Seu nascimento coincide com a onda dos “agroinfluencers”. Por sua força e transversalidade, a ligação entre o agronegócio – que, de acordo com o Centro de Estudos Avançados em Economia Aplicada do Cepea/Esalq, ligado à Universidade de São Paulo, foi responsável por 23,2% do PIB brasileiro em 2024 – e a indústria musical tem sido objeto de pesquisas acadêmicas.
Um desses trabalhos é Onde Está o Agro no ‘nejo’? Uma Análise da Relação do Agronegócio e a Música Sertaneja no Brasil, do cientista político João Felipe Marques, apresentado durante o 49º Encontro Anual da Associação Nacional de Pós-Graduação e Pesquisa em Ciências Sociais, realizado em outubro em Campinas (SP).
Nele, Marques, mestrando em Ciência Política pela Universidade de Brasília (UnB), delimita algumas características do estilo e investiga se há relações diretas entre as gravadoras e empresas do agro.
O amarelo é a soja/ O verde é o pasto/ O azul abençoa o branco/ Das cabeça de gado, diz a letra da canção Hino Agro
Segundo ele, enquanto o sertanejo universitário, subgênero do sertanejo até então dominante, falava sobretudo de relacionamentos e festas, o agronejo se volta ao retrato de uma sociedade forjada a partir da indústria do agro.
Rompe-se, assim, a louvação ao personagem romântico sofredor e festeiro e adentra-se o universo do jovem rico do campo que, ao mesmo tempo que ostenta carros de luxo e os avanços no meio rural, exalta o orgulho de vir da roça.
O agronejo incorpora ritmos como funk, rap, eletrônico e até música latina, dando um ar de atualidade sonora ao sertanejo.
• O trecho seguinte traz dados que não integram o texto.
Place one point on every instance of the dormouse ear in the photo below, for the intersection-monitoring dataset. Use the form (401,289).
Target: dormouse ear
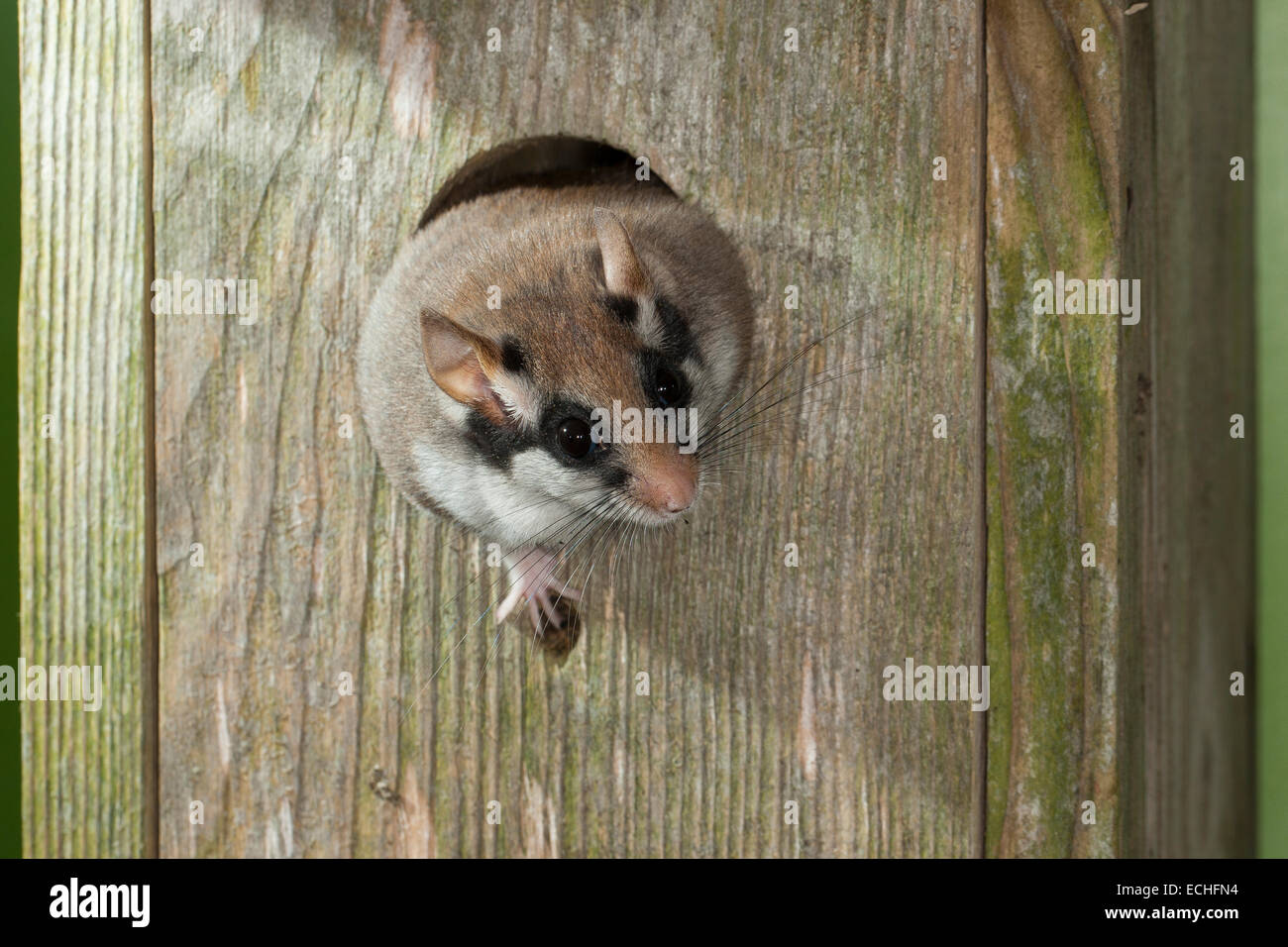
(459,360)
(623,274)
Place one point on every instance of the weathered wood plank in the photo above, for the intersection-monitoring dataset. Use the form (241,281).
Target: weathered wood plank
(1052,622)
(1112,681)
(81,415)
(297,147)
(1188,486)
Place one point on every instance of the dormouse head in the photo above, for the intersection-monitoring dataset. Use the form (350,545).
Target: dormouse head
(592,384)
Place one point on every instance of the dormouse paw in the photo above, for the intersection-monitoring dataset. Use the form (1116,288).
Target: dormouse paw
(550,602)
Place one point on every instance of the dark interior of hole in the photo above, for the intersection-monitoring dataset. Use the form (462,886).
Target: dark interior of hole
(548,161)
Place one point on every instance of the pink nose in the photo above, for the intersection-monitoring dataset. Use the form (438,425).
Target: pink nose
(668,489)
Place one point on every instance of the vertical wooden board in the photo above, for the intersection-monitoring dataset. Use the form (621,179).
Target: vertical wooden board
(1052,397)
(1188,484)
(81,415)
(297,147)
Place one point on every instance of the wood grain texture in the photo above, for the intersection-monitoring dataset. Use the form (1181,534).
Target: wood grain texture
(1112,684)
(297,147)
(1188,486)
(81,416)
(1052,624)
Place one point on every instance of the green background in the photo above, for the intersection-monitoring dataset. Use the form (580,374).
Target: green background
(11,256)
(1270,440)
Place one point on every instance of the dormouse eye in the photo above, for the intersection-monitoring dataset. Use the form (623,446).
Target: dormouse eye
(668,388)
(574,437)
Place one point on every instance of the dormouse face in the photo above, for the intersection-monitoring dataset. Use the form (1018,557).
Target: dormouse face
(593,390)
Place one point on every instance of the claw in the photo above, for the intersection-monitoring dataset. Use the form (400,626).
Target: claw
(532,577)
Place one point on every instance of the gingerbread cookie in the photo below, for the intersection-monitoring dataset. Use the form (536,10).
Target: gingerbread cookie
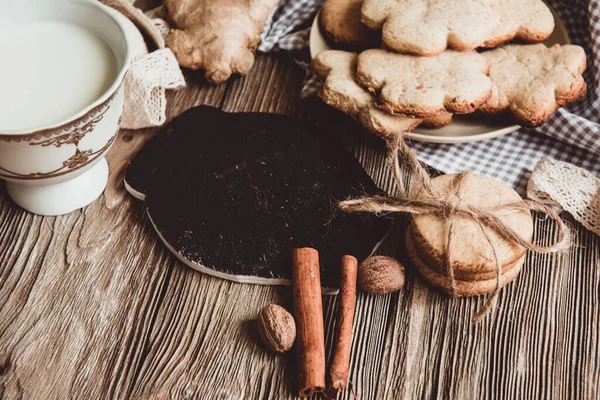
(337,69)
(340,22)
(526,20)
(532,81)
(428,27)
(476,286)
(472,253)
(425,86)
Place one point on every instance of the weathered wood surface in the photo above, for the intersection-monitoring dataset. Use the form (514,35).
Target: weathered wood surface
(93,306)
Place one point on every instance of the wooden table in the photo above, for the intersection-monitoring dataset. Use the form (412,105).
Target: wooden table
(92,305)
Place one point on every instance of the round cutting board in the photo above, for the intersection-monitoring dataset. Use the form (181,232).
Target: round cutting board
(463,128)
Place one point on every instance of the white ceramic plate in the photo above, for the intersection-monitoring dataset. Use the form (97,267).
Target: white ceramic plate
(463,128)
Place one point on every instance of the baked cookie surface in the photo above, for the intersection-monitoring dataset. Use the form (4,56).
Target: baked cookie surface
(530,21)
(531,82)
(428,27)
(337,69)
(455,82)
(340,22)
(472,253)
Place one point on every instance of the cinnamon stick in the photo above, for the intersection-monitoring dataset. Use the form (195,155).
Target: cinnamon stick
(347,302)
(308,312)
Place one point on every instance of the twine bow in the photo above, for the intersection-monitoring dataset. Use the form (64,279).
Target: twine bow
(449,207)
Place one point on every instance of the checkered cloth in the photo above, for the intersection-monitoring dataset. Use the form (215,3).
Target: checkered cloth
(572,135)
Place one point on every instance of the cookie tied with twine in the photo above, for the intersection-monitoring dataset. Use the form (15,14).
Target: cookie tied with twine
(469,233)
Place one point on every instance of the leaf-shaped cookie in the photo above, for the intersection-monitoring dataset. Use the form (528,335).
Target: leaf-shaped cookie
(533,81)
(337,68)
(425,86)
(428,27)
(217,36)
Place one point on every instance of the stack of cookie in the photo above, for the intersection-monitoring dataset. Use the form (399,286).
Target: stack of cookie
(473,260)
(421,61)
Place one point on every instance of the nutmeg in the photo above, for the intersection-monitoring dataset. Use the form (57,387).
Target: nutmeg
(277,328)
(380,275)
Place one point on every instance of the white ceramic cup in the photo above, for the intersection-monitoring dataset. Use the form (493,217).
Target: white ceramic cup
(57,169)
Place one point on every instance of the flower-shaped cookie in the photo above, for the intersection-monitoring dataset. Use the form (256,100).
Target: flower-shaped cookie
(428,27)
(532,81)
(527,20)
(337,69)
(425,86)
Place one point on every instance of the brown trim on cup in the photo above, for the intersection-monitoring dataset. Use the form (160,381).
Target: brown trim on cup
(79,123)
(77,161)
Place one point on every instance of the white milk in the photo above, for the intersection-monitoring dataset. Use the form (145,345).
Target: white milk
(49,71)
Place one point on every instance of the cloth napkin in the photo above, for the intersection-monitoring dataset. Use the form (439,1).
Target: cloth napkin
(572,135)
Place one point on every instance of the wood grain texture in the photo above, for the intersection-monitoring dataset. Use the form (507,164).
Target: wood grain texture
(93,306)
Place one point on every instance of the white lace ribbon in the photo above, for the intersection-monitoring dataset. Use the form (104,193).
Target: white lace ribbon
(150,74)
(570,187)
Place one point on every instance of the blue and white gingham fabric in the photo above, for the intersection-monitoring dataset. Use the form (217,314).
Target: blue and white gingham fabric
(572,135)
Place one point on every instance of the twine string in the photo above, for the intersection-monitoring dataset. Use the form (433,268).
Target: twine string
(449,207)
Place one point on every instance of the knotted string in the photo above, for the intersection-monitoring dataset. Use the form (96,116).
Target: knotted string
(450,206)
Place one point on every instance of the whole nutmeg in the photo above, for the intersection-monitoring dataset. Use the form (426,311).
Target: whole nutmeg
(380,275)
(277,328)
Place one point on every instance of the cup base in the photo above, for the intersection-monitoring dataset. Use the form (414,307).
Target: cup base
(62,198)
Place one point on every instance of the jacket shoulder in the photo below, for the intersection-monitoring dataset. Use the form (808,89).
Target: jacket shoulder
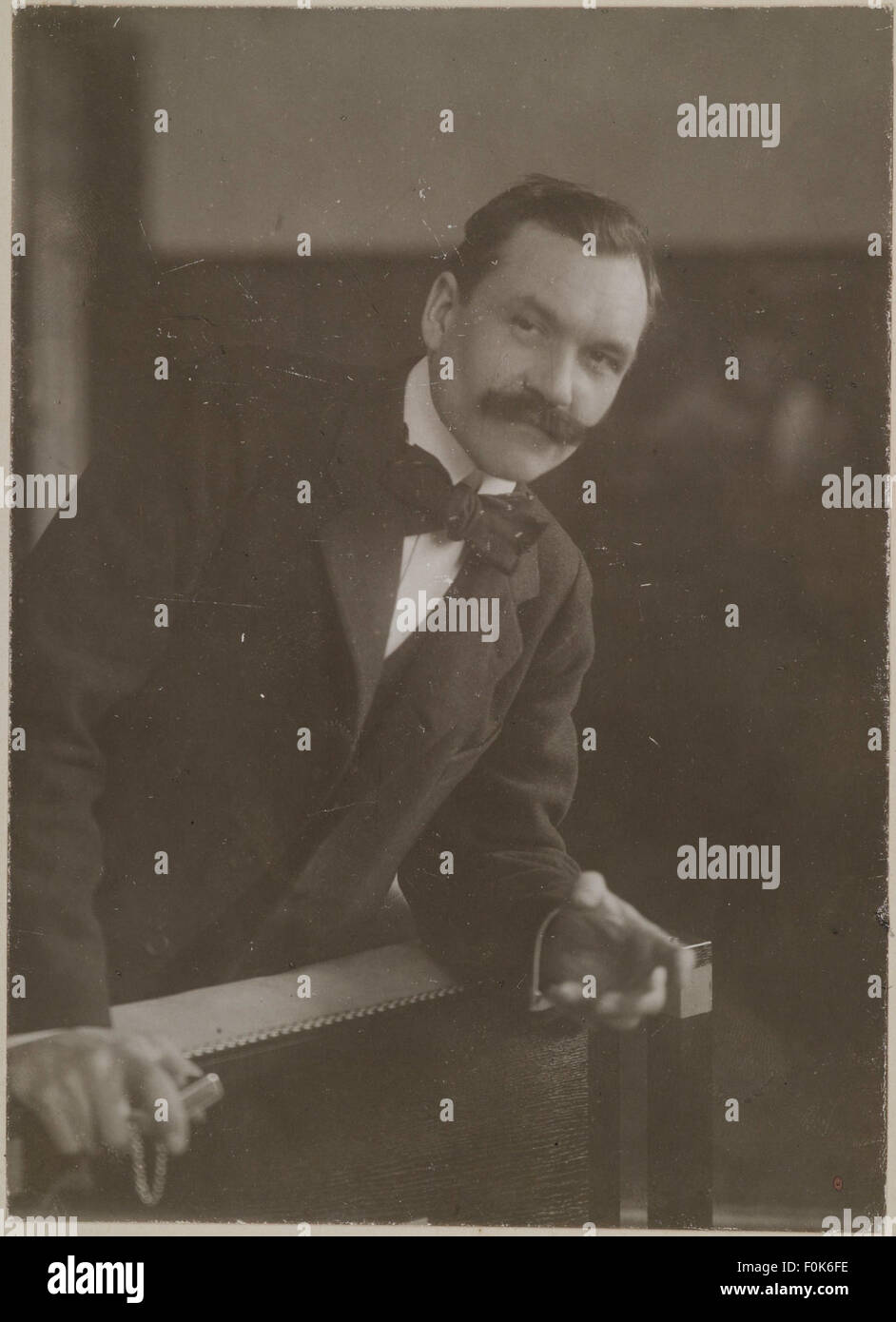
(559,559)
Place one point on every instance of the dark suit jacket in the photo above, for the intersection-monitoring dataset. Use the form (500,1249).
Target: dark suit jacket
(184,738)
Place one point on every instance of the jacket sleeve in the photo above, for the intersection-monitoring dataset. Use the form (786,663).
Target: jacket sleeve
(501,823)
(85,636)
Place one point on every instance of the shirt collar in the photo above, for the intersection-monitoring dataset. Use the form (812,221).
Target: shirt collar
(427,430)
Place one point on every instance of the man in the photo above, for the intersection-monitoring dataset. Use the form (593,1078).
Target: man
(233,743)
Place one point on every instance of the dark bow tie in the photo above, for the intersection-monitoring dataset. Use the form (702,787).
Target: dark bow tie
(497,528)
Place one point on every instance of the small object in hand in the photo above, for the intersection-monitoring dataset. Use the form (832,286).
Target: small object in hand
(199,1097)
(196,1098)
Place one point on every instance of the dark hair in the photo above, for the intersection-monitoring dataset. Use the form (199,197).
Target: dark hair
(560,206)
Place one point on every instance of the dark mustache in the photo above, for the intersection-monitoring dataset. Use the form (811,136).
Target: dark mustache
(533,409)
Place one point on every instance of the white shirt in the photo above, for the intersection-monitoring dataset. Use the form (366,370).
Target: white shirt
(431,561)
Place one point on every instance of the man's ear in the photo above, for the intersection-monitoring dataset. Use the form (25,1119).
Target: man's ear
(440,308)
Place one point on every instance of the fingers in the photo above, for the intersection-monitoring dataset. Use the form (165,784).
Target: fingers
(105,1080)
(149,1085)
(87,1084)
(166,1054)
(617,1009)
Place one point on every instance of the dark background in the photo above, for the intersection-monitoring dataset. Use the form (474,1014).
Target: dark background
(709,491)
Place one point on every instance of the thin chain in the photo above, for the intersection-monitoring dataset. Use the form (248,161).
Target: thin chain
(148,1196)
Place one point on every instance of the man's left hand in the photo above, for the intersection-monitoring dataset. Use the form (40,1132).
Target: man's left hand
(606,962)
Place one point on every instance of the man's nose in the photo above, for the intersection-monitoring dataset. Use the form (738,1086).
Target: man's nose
(554,379)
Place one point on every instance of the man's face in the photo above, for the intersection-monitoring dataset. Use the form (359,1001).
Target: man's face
(539,349)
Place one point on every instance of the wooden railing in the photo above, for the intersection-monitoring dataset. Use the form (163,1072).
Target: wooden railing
(391,1095)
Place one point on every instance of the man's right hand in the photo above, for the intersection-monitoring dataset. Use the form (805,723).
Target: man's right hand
(88,1085)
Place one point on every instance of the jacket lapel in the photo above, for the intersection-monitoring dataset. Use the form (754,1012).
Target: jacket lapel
(360,542)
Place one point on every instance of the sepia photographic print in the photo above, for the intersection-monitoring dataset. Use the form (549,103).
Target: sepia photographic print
(447,500)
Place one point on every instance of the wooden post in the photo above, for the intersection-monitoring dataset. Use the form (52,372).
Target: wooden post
(679,1097)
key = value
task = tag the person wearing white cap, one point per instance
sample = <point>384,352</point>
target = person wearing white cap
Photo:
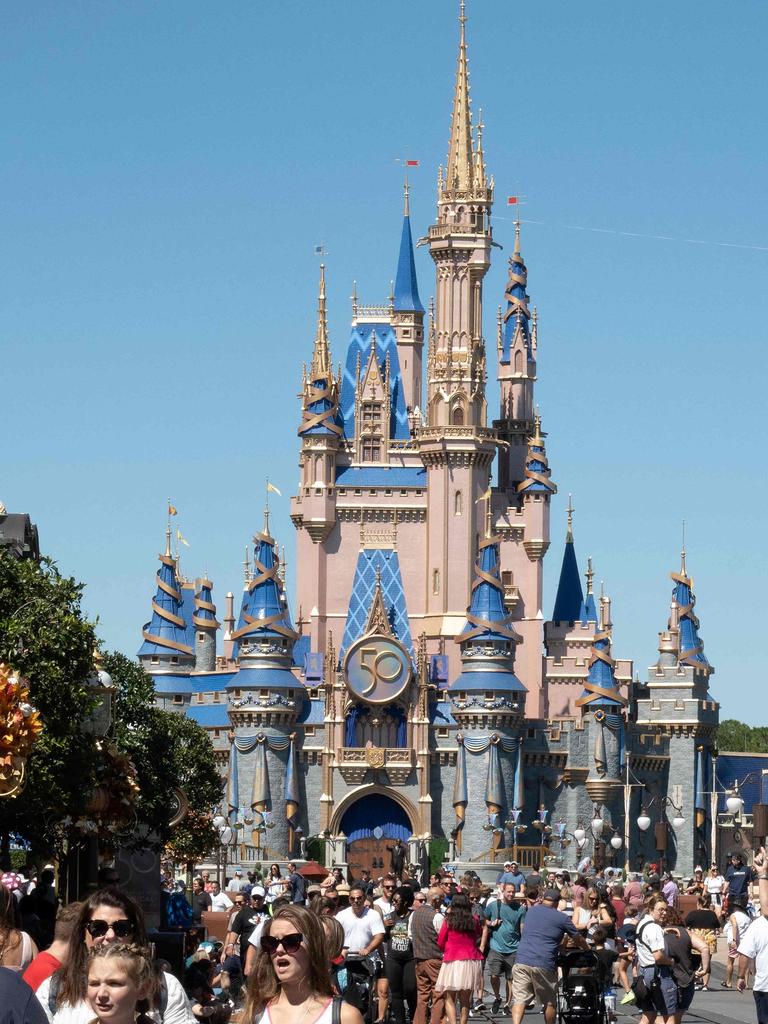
<point>237,883</point>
Ao mesmo tempo, muitos arranjos usam instrumentos tradicionais interioranos, como a sanfona. Outra característica marcante, de acordo com Marques, é a exaltação da “modernidade” do universo agro e de seu poder econômico.
A partir da percepção dessa recorrência narrativa, Marques decidiu analisar se a indústria do agronegócio tem participação societária formal e direta no agronejo.
Para isso, ele investigou o quadro societário de produtoras que trabalham com nomes-chave do gênero: Luan Pereira, Ana Castela, Chris no Beat, Léo e Raphael e Us Agroboy, composta por Jota Lennon e Gabriel Vittor.
A partir desses nomes, o pesquisador chegou à produtora Agroplay, que tem como sócio Raphael, da dupla com Léo. A empresa, criada inicialmente para empresariar Ana Castela, está vinculada a todos os artistas, exceção feita ao Us Agroboy, que tem uma empresa homônima responsável pelo gerenciamento da carreira da dupla.
Luan Pereira é um dos cantores mais acessados nas plataformas de streaming entre todos os sertanejos. Ana Castela tinha, em setembro, três músicas entre as 50 mais ouvidas no streaming, de acordo com a Pro-Música Brasil. Apelidada de Boiadeira e considerada a rainha do agronejo, em Hino Agro, ela canta: O amarelo é a soja/ O verde é o pasto/ O azul abençoa o branco/ Das cabeça de gado/ Do mato, eu sou/ Sou boiadeiro.
O DJ e cantor Chris no Beat incorpora a batida da música eletrônica ao subgênero, enquanto o Us Agroboy faz o mesmo com o funk e o rap.
 Perfil. Os artistas não são mais filhos de agricultores, como Zezé di Camargo e Luciano, tema de 2 Filhos de Francisco, e sim pessoas egressas da classe média – Imagem: Alisson Demetrio e Globo Filmes/Conspiração Filmes
 Perfil. Os artistas não são mais filhos de agricultores, como Zezé di Camargo e Luciano, tema de 2 Filhos de Francisco, e sim pessoas egressas da classe média – Imagem: Alisson Demetrio e Globo Filmes/Conspiração Filmes
Desfazendo o senso comum, o resultado da pesquisa mostrou, porém, que não é possível identificar elos proprietários entre os sócios das produtoras Agroboy e Agroplay e o agronegócio. O cientista político crê que a relação se dê de maneira mais difusa, por meio de um alinhamento ideológico e de interesses mútuos.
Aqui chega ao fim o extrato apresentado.